Beijing tightened lending in 2011 amid concerns about a rise in banks' bad loans.
Governments at all levels refrained from infrastructure work, leading to a sharp fall in steel prices. Meanwhile, banks cancelled loan extensions and began actively chasing those who borrowed during the boom times to replace.
A similar boom-to-bust cycle afflicted the stock market, as the Shanghai Composite Index became one of the world's worst performers between 2010 and 2012.
Meanwhile in Wenzhou , the Zhejiang city at the heart of the underground banking industry, dozens of entrepreneurs either committed suicide or fled the country following the collapse of the illegal lending industry.

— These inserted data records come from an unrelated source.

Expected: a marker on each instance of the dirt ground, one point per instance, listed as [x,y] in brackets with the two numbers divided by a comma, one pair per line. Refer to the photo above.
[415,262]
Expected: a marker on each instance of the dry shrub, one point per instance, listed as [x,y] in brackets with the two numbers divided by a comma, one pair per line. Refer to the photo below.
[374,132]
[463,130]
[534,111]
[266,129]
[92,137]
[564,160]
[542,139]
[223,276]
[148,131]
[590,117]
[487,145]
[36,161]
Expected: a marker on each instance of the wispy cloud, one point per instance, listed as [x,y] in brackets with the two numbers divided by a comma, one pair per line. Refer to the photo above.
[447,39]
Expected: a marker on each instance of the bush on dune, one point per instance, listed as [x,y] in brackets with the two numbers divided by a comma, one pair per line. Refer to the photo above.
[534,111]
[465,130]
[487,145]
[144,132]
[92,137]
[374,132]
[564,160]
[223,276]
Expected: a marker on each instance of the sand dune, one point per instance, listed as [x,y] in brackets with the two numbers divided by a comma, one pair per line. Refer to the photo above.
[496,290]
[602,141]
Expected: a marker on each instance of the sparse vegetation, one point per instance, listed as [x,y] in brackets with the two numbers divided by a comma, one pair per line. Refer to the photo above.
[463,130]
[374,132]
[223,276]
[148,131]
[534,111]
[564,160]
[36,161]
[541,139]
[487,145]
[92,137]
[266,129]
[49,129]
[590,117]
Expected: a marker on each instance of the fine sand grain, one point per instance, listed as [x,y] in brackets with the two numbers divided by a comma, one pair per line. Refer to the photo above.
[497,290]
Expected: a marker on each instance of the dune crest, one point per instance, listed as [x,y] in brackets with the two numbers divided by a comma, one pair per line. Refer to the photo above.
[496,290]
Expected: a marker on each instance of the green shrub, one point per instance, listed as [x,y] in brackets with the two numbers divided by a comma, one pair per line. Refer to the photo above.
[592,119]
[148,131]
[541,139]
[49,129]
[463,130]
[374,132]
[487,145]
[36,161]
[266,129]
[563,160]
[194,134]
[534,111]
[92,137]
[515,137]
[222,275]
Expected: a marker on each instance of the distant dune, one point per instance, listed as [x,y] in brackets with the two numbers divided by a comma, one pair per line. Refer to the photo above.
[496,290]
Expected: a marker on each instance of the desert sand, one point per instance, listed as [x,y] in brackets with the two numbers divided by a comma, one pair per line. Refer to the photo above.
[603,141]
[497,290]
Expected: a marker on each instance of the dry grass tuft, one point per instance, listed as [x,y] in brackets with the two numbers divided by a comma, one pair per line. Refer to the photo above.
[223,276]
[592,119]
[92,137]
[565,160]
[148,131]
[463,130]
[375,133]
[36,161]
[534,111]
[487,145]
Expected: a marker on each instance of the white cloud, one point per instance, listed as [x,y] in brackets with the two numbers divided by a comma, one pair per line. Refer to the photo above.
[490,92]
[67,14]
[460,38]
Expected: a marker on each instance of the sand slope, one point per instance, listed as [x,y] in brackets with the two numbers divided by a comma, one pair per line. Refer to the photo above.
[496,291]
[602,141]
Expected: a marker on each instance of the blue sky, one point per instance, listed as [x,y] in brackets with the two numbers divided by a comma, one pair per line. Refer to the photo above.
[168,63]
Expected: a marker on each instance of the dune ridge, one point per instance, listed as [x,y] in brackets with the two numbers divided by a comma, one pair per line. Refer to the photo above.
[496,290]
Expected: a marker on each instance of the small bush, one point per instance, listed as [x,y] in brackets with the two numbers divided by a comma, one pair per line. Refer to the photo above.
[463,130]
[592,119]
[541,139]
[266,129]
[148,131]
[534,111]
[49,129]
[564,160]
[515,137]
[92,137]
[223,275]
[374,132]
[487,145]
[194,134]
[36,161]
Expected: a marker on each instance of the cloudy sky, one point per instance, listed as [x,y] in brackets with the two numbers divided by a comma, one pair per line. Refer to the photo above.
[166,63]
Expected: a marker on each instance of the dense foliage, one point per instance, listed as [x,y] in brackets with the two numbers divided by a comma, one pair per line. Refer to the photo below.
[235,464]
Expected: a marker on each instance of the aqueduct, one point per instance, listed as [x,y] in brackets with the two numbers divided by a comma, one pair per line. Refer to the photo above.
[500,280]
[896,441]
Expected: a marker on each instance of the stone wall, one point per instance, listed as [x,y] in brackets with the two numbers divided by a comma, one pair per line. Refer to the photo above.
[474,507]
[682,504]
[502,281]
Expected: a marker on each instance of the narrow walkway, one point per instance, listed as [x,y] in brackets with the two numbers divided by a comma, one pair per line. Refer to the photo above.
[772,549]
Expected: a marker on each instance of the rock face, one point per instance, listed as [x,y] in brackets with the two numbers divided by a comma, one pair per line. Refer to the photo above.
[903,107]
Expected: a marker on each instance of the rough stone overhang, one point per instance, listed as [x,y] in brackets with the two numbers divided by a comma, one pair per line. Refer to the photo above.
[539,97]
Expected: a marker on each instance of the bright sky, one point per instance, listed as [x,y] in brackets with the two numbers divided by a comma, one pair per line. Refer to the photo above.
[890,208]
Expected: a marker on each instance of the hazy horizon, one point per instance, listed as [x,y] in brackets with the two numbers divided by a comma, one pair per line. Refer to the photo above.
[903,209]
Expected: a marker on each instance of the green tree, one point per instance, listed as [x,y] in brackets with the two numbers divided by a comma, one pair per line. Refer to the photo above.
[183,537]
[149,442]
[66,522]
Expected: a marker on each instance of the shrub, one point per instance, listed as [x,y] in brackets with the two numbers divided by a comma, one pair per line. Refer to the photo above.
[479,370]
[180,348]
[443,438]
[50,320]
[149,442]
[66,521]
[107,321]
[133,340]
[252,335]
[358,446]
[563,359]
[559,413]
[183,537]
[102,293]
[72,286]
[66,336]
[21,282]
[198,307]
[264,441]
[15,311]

"All in all, it was about the loss of the huge amount of the money borrowed from the banks," said Shao. "Several years ago, every bank was chasing us to give us money to spend, but everyone is now chasing us to give it back."
The new cabinet led by Premier Li Keqiang is determined to deleverage the economy to reduce financial risk. The State Council, which has refused to pump additional capital into the troubled banking system, is now adamant in forcing lenders to curb loan growth to avoid a bad-debt crisis.
A cash squeeze on the Shanghai-based interbank market in late June wasn't enough to ease the monetary policies.
Lam, who runs wine and clubhouse businesses and employs more than 100 workers, says SMEs in Guangdong are grappling with a situation which is even worse than five years ago.
Bank loans had carried an annual interest rate of 6 to 7 per cent two years ago but that has been raised to more than 10 per cent due to the tightening. And even those companies who can afford such a loan may struggle to get it
"Even if you are willing to pay that much interest, banks will not grant you the loan," Lam said.
For steel traders, most of whose businesses are based in the Yangtze River Delta, the sorry saga has yet to come to an end.
"Plenty of legal disputes arose as banks tried to retrieve their money while the steel traders did their best to chase repayment of the loans they granted to other businesses," said Gong Zhenhua, a partner with Ronghe Law firm. "Most of the loans were not granted legally and the loss of the money has already caused a stir in the steel trade sector."
Deloitte Touche Tohmatsu predicts that the bad-loan woes affecting bank branches in the delta are likely to spread to other coastal areas such as Shandong and Fujian as a result of the ripple effect of the fraudulent loans secured by the steel traders.
Beijing's tight macroeconomic control have been blamed for the chaotic scene.
"Decision-makers draw up policies in a small meeting room with doors closed, but how can the policies mapped out at a closed-door meeting work on a big territory?" pondered Feng Lun, chairman of Vantone Real Estate and one of the country's most prominent entrepreneurs. "The policies are always confusing the businesspeople and we are not sure whether the authorities understand the policies themselves."
Shao knows all about the pitfalls - his business went bankrupt last year amid a flurry of lawsuits from banks trying to recover cash he long since lost in speculative investments.